Businesses such as WealthAware, a platform that brings transparency to retail investing, have continued to engage with virtual networking forums. These forums create a vital space for entrepreneurs to share expertise and learnings.
Post Covid-19 entrepreneurs are physically agile
Remote working and social distancing restrictions challenged the well-worn business model of many companies. Pubs, bars and restaurants that were viable and popular pre-Covid-19 have had to adapt. Start-up Mash Paddle Brewery, whose founders attended The Business School, had a strategy built around a physical location. Rather than accept defeat, the business pivoted and looked to find opportunities. The Mash Paddle Brewery found that rents in prime locations were now lower due to a decline in footfall, managing to secure an in demand location that would have been previously out of reach.
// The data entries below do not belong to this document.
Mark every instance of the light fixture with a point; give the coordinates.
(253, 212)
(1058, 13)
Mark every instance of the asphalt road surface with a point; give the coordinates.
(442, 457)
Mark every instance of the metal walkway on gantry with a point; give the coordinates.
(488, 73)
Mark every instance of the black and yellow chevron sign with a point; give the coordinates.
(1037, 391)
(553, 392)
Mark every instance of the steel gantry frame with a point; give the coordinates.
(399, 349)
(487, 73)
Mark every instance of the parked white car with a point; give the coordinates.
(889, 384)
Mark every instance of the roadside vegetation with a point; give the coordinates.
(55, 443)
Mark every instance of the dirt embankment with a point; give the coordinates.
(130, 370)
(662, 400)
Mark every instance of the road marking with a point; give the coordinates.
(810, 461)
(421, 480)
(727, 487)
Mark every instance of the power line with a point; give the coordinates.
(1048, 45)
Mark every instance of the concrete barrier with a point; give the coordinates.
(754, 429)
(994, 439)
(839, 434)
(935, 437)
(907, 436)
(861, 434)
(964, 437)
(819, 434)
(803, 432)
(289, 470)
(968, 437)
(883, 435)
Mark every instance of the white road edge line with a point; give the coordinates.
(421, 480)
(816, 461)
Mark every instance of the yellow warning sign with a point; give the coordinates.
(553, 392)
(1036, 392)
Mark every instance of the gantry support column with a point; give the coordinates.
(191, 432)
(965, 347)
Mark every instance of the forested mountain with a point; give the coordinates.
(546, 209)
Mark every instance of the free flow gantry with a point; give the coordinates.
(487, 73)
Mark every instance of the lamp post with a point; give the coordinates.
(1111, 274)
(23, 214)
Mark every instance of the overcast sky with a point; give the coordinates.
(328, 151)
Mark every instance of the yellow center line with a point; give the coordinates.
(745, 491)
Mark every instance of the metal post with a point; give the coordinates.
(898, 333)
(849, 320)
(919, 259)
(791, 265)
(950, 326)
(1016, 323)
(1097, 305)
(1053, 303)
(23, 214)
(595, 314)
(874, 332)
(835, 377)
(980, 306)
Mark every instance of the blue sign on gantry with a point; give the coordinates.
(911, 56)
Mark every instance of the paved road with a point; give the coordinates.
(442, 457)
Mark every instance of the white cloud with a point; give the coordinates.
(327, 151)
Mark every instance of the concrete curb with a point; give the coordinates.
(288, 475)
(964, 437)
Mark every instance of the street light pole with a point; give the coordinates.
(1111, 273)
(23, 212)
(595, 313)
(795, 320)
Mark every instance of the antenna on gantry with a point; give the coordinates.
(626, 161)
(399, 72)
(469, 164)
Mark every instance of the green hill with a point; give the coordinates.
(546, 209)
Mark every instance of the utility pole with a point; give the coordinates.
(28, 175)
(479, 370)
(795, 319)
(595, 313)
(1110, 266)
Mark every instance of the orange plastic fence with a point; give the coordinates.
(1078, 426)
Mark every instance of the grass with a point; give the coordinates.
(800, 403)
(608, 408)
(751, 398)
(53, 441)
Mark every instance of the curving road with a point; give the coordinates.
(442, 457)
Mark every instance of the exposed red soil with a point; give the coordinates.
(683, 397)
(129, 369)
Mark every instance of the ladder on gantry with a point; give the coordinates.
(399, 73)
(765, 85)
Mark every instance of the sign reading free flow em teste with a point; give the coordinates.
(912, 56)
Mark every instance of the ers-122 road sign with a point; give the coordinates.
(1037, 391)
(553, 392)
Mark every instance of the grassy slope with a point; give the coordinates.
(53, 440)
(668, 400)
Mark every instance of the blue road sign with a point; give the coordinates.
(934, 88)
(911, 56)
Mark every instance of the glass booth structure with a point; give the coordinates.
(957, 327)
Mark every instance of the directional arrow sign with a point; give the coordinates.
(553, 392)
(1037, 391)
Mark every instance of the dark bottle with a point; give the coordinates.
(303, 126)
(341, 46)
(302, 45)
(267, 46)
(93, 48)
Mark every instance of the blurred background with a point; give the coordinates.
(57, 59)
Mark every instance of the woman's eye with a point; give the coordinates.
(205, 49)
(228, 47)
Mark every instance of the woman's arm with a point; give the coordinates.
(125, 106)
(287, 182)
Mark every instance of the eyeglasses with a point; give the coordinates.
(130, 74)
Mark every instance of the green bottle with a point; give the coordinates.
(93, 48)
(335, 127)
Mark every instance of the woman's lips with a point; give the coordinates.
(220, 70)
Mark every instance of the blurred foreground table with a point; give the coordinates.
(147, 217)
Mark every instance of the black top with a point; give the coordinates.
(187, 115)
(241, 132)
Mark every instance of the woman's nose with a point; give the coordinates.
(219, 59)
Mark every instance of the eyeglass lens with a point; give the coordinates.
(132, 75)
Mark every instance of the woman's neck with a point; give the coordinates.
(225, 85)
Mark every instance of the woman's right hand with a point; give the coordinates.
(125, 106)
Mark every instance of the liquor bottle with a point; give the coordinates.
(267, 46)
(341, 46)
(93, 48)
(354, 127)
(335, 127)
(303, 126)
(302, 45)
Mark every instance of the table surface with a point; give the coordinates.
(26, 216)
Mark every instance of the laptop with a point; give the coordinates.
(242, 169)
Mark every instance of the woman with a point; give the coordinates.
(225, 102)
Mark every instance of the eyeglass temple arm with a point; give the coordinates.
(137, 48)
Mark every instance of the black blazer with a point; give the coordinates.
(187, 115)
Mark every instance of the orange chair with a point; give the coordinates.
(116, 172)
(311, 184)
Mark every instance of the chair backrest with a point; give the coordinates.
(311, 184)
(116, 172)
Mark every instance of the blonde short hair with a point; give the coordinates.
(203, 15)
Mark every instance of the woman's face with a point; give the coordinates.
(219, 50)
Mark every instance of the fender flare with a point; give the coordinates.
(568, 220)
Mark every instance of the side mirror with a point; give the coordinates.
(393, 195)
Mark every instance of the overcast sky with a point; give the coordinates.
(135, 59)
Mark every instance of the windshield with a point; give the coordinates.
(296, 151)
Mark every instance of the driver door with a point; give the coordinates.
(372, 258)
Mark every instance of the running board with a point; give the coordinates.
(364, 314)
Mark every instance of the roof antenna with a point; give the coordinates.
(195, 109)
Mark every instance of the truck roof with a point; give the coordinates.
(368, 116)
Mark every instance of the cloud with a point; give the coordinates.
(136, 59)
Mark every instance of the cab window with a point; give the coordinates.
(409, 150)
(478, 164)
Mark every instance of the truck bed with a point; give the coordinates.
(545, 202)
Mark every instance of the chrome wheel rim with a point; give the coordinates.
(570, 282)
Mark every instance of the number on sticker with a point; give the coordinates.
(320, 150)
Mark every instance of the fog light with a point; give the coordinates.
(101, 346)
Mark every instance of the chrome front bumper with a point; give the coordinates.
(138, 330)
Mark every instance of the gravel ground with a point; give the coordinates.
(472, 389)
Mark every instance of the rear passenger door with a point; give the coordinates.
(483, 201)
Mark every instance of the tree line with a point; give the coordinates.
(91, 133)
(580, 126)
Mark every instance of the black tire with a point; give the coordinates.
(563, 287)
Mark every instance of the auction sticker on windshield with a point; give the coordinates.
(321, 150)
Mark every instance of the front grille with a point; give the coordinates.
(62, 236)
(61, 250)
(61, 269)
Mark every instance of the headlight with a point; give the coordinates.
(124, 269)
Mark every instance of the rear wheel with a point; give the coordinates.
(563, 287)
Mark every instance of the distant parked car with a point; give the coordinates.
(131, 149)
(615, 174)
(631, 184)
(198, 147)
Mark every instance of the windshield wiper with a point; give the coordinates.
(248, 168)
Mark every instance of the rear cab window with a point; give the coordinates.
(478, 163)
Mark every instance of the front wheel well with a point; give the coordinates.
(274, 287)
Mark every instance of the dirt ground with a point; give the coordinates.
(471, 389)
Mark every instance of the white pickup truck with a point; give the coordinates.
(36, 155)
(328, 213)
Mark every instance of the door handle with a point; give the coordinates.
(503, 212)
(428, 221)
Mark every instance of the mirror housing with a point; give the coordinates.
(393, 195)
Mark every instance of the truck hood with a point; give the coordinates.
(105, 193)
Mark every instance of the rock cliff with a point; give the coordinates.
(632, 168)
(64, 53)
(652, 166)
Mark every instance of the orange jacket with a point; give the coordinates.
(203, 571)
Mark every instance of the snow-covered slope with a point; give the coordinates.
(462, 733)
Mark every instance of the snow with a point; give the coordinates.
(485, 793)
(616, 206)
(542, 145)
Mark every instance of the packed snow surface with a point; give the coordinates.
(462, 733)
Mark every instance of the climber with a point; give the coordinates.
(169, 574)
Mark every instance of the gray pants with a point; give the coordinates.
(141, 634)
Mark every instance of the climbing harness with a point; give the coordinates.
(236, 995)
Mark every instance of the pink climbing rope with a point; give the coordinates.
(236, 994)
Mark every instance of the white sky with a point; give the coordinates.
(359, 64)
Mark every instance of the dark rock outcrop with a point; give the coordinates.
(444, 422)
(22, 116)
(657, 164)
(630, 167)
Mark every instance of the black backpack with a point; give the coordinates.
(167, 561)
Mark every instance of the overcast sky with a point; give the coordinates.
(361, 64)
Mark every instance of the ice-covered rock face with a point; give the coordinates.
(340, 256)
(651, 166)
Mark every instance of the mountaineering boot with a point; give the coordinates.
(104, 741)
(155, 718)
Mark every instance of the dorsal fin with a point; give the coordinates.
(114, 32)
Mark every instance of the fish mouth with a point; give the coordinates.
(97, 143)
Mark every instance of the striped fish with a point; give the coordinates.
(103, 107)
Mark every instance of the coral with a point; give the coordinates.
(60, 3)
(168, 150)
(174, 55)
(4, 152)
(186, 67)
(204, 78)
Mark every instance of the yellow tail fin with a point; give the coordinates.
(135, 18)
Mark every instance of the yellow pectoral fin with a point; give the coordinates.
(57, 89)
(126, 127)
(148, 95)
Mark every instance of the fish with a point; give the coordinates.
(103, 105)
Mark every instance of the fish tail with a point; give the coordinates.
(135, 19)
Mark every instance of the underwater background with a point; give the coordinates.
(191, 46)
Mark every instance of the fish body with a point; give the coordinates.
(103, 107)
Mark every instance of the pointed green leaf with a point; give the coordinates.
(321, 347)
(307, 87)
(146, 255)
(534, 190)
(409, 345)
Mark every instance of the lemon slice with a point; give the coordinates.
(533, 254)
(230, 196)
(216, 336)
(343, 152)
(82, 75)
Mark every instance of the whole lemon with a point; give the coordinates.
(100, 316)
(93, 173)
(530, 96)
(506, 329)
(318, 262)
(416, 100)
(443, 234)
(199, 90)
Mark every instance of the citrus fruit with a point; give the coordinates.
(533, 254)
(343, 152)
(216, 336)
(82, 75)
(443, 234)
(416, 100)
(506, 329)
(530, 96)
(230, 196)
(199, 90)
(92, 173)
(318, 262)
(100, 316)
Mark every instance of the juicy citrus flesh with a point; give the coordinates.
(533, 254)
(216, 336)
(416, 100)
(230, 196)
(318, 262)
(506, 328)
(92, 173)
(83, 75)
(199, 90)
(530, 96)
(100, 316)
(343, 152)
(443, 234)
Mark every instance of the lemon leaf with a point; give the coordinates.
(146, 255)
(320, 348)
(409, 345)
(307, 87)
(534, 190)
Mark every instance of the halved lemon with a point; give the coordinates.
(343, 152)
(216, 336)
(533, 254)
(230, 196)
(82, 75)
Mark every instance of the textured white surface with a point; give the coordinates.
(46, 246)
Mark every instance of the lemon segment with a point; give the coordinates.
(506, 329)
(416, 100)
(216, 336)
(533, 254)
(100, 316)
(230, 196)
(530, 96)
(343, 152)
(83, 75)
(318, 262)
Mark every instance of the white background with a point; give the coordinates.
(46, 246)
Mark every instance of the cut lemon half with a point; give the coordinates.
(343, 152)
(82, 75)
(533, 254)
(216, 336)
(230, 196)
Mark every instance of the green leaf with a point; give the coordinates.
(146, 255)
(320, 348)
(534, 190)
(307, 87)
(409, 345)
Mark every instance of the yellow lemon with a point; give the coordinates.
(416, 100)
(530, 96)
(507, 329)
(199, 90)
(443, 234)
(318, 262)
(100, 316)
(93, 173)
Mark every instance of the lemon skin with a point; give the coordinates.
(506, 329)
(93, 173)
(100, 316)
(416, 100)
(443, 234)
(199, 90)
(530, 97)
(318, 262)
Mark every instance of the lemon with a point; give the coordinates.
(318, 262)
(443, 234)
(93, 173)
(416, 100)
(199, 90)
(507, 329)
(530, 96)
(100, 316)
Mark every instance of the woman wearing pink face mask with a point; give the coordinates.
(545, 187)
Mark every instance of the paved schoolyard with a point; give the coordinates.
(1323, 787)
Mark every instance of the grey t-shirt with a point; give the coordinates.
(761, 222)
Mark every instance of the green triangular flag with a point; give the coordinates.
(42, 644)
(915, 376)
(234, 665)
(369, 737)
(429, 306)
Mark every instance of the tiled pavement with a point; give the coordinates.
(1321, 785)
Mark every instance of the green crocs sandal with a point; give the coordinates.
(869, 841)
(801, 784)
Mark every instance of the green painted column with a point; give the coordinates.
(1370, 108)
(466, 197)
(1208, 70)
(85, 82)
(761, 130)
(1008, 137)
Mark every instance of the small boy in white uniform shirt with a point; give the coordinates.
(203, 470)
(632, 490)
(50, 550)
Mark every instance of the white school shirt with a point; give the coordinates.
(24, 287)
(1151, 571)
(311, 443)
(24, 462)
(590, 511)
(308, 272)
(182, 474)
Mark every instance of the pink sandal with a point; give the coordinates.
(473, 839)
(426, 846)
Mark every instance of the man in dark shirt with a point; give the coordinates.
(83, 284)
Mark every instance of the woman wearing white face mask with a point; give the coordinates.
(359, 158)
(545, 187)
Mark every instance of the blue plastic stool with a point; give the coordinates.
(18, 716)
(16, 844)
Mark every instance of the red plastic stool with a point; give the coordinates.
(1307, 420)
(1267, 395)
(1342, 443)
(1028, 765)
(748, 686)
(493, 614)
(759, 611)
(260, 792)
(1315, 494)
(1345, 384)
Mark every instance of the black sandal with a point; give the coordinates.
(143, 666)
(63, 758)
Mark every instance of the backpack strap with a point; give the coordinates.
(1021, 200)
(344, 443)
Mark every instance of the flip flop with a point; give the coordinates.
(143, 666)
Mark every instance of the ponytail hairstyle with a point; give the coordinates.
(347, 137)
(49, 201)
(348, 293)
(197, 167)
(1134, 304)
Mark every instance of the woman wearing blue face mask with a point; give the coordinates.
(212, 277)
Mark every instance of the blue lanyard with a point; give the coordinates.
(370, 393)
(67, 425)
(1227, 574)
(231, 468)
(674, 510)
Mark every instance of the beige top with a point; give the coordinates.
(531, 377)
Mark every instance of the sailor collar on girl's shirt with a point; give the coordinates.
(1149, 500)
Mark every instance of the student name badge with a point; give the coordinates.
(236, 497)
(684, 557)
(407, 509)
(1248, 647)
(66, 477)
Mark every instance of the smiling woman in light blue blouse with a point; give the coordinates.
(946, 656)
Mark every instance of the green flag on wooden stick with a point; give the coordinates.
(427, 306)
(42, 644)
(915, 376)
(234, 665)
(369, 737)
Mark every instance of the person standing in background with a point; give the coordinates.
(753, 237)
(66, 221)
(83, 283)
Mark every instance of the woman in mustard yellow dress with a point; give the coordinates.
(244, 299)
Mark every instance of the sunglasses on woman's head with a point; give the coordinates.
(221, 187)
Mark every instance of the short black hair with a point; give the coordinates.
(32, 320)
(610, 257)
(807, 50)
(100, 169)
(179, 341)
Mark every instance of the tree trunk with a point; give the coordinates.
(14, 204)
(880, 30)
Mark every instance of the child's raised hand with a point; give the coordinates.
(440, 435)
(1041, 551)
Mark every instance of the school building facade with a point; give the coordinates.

Many businesses are now buying locally and engaging with artisans at a scale not seen for years. Companies such as Inspiring Innovator alumni Twipes, the disposable wet wipes brand, successfully localised their supply chain in response to manufacturing disruption from COVID-19. Start-ups are also encouraging workforce agility. With the closure of borders many businesses had to quickly adapt to a globally dispersed workforce. Physical office space is no longer a priority, with entrepreneurs instead looking to hybrid workplace ‘hubs.’ This mobility is empowering the global start-up community to truly collaborate, but also increases the need for a strong network and counsel.
The UK’s young entrepreneurs are innovative and dynamic. We’ve seen and helped start-ups quickly pivot and adapt to the ‘new normal.’ Despite huge obstacles, and the recent introduction of a national lockdown, young people are more focused than ever on sustainability and wellbeing. This translates to how entrepreneurs are engaging with each other, as we see and facilitate deep collaboration and knowledge sharing. There is no longer a need to be ‘physically’ together and businesses are being agile in their approach to branch locations and office space. In the face of uncertainty and challenges, the resilience factor is stronger than ever.